Domino Harvey's a great character, a spoiled little rich girl so bored with her sheltered Beverly Hills lifestyle that she swung as far as possible in the opposite direction. In Tony Scott's hands, she's a short-fuse firecracker, a tomboy tease who added sex appeal and women's intuition to the toolbox of her tough-guy partners (a hothead who speaks only Spanish, an Afghan explosives expert and Mickey Rourke). But it's hard to appreciate a character when Scott's fractured, split-second editing and oversaturated shooting style keeps getting in the way.

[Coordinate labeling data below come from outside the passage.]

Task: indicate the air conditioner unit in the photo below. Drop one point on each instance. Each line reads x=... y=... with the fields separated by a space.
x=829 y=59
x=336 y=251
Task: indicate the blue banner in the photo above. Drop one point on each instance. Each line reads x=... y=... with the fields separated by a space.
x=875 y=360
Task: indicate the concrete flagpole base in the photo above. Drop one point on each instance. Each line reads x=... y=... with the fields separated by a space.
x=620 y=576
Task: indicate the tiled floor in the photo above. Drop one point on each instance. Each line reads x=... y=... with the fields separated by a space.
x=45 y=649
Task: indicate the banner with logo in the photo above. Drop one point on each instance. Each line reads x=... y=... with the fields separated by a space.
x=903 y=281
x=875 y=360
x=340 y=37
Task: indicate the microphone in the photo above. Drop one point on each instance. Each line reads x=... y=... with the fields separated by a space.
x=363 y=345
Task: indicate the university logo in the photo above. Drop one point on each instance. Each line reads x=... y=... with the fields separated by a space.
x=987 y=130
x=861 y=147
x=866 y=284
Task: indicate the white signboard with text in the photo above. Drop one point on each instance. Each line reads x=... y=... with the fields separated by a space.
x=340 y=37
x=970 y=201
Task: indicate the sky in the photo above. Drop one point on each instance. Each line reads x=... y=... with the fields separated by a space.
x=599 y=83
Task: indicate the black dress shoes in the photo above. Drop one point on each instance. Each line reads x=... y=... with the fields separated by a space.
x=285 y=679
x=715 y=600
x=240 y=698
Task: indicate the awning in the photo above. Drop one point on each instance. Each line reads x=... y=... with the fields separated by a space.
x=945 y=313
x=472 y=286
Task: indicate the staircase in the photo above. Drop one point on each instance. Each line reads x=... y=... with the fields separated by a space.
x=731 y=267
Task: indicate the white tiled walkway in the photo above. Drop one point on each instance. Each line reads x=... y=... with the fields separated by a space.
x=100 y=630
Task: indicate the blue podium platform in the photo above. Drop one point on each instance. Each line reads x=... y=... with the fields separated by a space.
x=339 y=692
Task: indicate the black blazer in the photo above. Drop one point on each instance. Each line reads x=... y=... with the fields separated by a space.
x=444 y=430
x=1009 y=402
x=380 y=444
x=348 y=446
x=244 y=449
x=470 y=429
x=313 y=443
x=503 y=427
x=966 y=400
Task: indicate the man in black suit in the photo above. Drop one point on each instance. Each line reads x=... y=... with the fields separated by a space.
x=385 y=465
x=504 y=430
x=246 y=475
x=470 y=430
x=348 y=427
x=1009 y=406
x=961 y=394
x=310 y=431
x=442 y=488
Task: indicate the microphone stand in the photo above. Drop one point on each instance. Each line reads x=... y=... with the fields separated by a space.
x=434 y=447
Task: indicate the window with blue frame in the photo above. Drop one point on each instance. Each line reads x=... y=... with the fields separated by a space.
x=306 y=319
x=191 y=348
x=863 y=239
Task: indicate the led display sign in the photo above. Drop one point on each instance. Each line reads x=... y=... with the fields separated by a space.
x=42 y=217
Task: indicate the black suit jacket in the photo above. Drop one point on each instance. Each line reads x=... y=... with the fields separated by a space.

Domino is an exhausting, indecipherable mess. Most of the time, the movie seems to be chasing its tail at breakneck speed, and yet Scott makes time for such diversions as a 10-minute Jerry Springer sketch with Mo'Nique. The longest shot in the movie lasts maybe five seconds as Tom Waits drives off into the sunset, but the average shot passes faster than a hummingbird can beat its wings. It says something that the sequence in which the characters start tripping on mescaline feels no different from the rest of the movie.
When Domino-as-narrator says, "You're probably wondering how a girl like me ended up here, at the ass-end of the Nevada desert in a blood-spattered Winnebago with a one-armed man," I shook my head and thought, "Not really." Scott's taken such a gonzo approach with his material that it wouldn't have surprised me if Domino had ended up chasing Klingons through space. The fact that it all leads to a Mexican standoff atop an exploding casino merely suggests that Scott's trying to top the stunts he's pulled in earlier movies. Watching Domino (and Man on Fire before it), I'm glad Scott tackled Quentin Tarantino's True Romance script a dozen years ago, before his attention-deficit antics overtook his directorial style.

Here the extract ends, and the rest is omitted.